Ce manque cruel d’horizontalité a également eu raison de l’adhésion d’un ­ex-animateur local de la première heure en Seine-Saint-Denis. « Il n’y a aucune démocratie interne, tout est centralisé, je ne connais pas le FN mais je me demande si ce n’est pas plus démocratique », affirme l’ancien marcheur. L’idée de claquer la porte de LREM lui trotte dans la tête depuis avril dernier, notamment après la désignation de son candidat aux législatives par une commission nationale d’investiture de neuf membres, dont aucun n’a été élu. Pour lui, « le choix des candidats a été fait de manière peu démocratique, (nous) n’avons pas eu notre mot à dire. Ce qui a conduit beaucoup de personnes à militer du bout des doigts ».

La récente nomination par Emmanuel Macron du porte-parole du gouvernement, Christophe Castaner, au poste de délégué général nourrit encore plus sa colère. D’autant que, sauf coup de théâtre, l’ex-député et maire PS sera le seul candidat à postuler à la tête du parti présidentiel. Le vote du conseil, lors de la convention du 18 novembre à Lyon, ne sera qu’une formalité. « Pfff, on est en monarchie ! C’est exactement ce qu’il ne faut pas faire... C’est contraire aux valeurs du mouvement. Pourquoi désigner son successeur par le haut sans consulter ? » fulmine le Dyonisien.

Une analyse en écho à celle de Corinne Lepage, soutien d’Emmanuel Macron à la présidentielle. L’ancienne ministre de Jacques Chirac a estimé que « cette affaire Castaner, c’est le contraire du projet initial d’En marche  !  ; cela ressemble à une forme de centralisme démocratique 2.0 où tout est managé d’en haut ». Sur la structure du parti, elle souhaite que LREM corrige le tir, jugeant que les comités ont été « la possibilité donnée aux Français de s’emparer de leur propre avenir ». Mais elle a « l’impression très franchement qu’on est passé tout à fait à autre chose ». L’entreprise politique doit, selon elle, mettre à jour son logiciel.

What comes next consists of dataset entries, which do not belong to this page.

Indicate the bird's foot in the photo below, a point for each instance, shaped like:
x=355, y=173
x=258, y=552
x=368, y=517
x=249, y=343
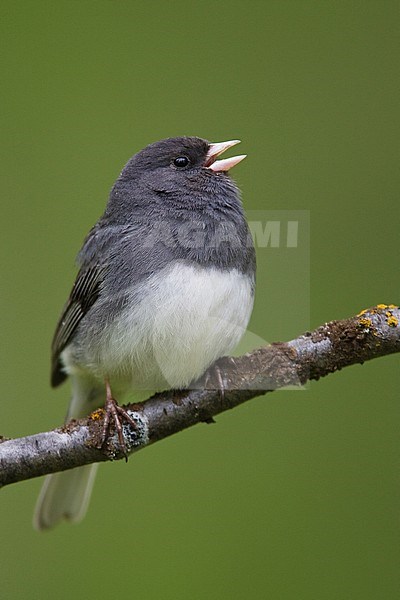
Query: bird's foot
x=214, y=373
x=115, y=415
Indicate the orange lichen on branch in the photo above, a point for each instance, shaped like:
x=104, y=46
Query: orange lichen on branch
x=97, y=414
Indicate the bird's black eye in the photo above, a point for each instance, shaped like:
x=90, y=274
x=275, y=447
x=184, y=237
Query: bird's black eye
x=181, y=161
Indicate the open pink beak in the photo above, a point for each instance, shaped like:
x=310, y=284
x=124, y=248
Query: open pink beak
x=225, y=164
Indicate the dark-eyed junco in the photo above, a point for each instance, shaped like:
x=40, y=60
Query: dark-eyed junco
x=165, y=287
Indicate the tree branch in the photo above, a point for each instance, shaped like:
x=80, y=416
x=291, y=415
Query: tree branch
x=372, y=333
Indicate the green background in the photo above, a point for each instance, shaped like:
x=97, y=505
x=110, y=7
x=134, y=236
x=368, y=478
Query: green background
x=292, y=496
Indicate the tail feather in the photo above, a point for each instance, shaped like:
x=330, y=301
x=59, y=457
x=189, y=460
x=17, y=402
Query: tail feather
x=66, y=495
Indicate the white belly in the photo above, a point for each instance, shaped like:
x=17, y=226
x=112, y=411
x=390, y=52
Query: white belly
x=189, y=317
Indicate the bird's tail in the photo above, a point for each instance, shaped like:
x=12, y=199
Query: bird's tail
x=66, y=495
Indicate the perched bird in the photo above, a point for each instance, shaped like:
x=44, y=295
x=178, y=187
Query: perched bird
x=165, y=287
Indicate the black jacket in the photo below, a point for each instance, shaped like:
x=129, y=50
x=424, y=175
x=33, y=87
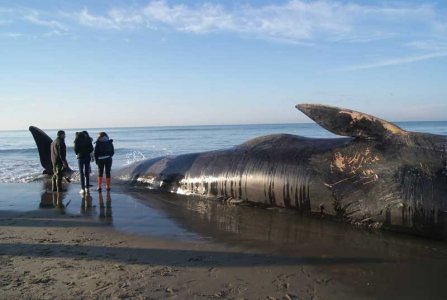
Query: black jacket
x=104, y=147
x=58, y=152
x=83, y=146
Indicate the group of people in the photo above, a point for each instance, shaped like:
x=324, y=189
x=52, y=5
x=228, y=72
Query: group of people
x=101, y=153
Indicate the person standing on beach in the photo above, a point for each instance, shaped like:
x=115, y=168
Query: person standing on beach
x=59, y=161
x=104, y=151
x=83, y=148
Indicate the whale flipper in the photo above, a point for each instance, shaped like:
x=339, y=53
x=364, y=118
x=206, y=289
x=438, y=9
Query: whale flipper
x=43, y=142
x=348, y=122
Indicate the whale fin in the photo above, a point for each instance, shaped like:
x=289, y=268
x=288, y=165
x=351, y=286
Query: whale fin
x=347, y=122
x=43, y=142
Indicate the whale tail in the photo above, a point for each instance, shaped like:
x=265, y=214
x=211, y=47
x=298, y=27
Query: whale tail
x=43, y=142
x=347, y=122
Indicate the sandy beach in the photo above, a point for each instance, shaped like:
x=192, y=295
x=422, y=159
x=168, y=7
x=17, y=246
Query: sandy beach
x=104, y=247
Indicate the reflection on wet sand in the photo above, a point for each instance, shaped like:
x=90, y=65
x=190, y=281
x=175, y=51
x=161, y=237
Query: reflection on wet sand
x=86, y=205
x=53, y=200
x=105, y=211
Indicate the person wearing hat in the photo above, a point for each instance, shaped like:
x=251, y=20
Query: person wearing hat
x=59, y=161
x=104, y=151
x=83, y=148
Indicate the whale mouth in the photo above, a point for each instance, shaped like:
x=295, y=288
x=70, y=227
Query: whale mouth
x=346, y=122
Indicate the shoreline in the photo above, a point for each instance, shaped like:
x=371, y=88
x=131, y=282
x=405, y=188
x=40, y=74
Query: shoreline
x=198, y=250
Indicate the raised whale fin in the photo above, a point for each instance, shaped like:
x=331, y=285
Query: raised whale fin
x=348, y=122
x=43, y=142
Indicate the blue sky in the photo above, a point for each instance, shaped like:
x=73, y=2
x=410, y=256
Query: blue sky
x=74, y=64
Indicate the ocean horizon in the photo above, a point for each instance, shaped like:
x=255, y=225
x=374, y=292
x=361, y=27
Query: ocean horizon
x=19, y=158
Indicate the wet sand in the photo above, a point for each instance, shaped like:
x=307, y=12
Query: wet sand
x=134, y=243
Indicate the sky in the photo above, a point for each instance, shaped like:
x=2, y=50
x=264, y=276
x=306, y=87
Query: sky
x=102, y=63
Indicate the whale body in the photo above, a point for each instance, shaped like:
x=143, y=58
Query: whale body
x=378, y=175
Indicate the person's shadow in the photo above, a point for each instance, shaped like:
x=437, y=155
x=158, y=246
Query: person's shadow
x=87, y=207
x=52, y=200
x=105, y=209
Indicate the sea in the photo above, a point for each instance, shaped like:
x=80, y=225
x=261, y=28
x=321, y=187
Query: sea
x=19, y=158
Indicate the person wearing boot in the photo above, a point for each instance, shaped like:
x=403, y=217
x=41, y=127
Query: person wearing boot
x=59, y=161
x=104, y=152
x=83, y=148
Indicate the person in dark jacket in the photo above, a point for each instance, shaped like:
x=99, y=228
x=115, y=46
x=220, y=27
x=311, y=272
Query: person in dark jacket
x=59, y=161
x=104, y=152
x=83, y=148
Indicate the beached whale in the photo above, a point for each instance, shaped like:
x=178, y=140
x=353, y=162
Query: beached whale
x=379, y=175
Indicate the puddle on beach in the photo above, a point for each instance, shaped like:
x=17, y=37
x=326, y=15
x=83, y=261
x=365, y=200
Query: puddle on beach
x=376, y=262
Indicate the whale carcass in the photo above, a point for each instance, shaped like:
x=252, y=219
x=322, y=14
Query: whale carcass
x=377, y=174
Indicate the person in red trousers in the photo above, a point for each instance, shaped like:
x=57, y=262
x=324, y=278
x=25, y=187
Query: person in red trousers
x=104, y=152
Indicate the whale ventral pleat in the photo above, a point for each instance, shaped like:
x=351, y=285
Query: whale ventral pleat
x=348, y=122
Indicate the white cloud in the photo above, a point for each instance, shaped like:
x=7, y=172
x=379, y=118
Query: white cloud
x=293, y=21
x=392, y=62
x=36, y=18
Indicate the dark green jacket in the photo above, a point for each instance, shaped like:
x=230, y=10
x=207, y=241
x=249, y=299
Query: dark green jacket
x=83, y=147
x=58, y=152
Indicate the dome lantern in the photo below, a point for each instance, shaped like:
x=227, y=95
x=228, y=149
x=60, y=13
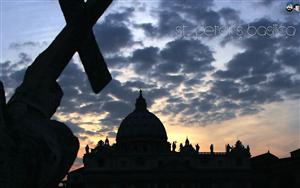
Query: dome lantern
x=140, y=104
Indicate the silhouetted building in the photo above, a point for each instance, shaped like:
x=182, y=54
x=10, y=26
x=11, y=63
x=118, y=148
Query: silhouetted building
x=271, y=172
x=142, y=157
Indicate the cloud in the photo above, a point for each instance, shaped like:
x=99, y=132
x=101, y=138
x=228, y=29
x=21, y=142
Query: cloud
x=113, y=34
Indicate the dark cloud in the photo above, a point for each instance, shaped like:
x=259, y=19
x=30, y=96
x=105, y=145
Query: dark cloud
x=113, y=34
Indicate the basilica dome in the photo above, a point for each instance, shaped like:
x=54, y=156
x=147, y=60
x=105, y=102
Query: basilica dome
x=141, y=125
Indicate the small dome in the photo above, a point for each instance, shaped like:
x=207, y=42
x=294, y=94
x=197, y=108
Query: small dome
x=141, y=125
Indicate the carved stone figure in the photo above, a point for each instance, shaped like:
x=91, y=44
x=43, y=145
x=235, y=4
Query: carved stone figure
x=38, y=151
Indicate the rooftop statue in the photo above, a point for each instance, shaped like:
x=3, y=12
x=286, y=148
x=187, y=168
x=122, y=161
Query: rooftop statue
x=38, y=152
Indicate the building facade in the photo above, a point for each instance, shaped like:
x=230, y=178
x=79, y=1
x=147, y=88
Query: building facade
x=142, y=157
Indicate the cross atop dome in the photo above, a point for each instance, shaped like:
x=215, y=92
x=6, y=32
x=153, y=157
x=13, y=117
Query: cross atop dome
x=140, y=103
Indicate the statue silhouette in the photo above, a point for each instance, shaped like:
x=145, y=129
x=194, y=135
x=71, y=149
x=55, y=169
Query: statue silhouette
x=40, y=151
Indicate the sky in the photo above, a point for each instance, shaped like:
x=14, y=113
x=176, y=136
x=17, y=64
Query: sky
x=213, y=71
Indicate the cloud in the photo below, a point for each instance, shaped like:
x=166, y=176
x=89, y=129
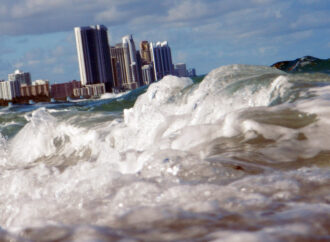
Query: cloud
x=240, y=28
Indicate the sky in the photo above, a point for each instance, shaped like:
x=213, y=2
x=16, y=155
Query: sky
x=37, y=36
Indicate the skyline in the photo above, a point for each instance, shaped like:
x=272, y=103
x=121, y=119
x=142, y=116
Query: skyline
x=37, y=36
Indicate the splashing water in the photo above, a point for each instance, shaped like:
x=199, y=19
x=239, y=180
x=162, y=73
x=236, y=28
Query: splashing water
x=243, y=154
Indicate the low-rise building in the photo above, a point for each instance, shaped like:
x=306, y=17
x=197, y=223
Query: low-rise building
x=61, y=91
x=94, y=90
x=180, y=70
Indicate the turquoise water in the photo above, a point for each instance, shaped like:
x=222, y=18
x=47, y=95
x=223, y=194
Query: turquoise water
x=242, y=154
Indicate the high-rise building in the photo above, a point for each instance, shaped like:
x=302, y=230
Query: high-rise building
x=94, y=55
x=10, y=90
x=120, y=74
x=23, y=77
x=148, y=75
x=131, y=64
x=145, y=52
x=162, y=59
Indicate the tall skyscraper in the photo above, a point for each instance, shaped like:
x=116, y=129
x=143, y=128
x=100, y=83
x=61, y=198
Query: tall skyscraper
x=94, y=55
x=131, y=64
x=24, y=78
x=145, y=52
x=118, y=57
x=162, y=59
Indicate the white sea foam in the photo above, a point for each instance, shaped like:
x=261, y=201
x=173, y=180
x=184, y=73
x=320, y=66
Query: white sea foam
x=157, y=163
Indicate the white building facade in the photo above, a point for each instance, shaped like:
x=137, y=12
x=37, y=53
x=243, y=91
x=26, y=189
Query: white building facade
x=23, y=77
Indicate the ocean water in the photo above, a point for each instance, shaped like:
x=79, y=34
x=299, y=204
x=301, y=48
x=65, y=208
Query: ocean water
x=242, y=155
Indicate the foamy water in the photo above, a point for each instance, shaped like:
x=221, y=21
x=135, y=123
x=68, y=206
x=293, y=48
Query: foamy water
x=242, y=155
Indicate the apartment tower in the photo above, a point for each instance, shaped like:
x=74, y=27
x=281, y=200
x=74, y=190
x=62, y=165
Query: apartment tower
x=94, y=55
x=162, y=59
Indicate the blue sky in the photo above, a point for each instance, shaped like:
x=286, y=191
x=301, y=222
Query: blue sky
x=37, y=35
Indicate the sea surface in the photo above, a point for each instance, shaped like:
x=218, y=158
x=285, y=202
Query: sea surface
x=243, y=155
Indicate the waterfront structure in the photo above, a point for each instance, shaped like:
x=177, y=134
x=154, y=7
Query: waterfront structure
x=118, y=65
x=62, y=91
x=131, y=65
x=39, y=88
x=145, y=52
x=161, y=57
x=94, y=90
x=148, y=75
x=180, y=70
x=94, y=55
x=10, y=90
x=23, y=77
x=192, y=72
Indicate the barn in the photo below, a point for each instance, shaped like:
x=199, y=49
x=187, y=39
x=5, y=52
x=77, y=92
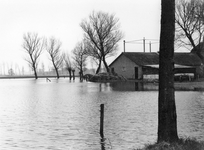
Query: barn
x=137, y=65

L’enjeu est crucial pour le parti présidentiel, qui a en tête les élections intermédiaires. Pour s’implanter dans les territoires, il devra compter sur une force partisane soudée et dotée d’un corpus idéologique défini. Dans des villes, les tractations vont déjà bon train pour figurer sur une liste aux municipales. « Des personnes ont tenté de mettre la main sur le comité pour être bien vues par les instances et espérer être sur une liste... C’est de la politique politicienne », déplore une ex-animatrice locale dans l’Aisne qui avait fondé un comité dès décembre 2016. Lassée de ces méthodes, elle a claqué la porte de l’organisation vis-à-vis de laquelle elle ressent une « extrême déception ».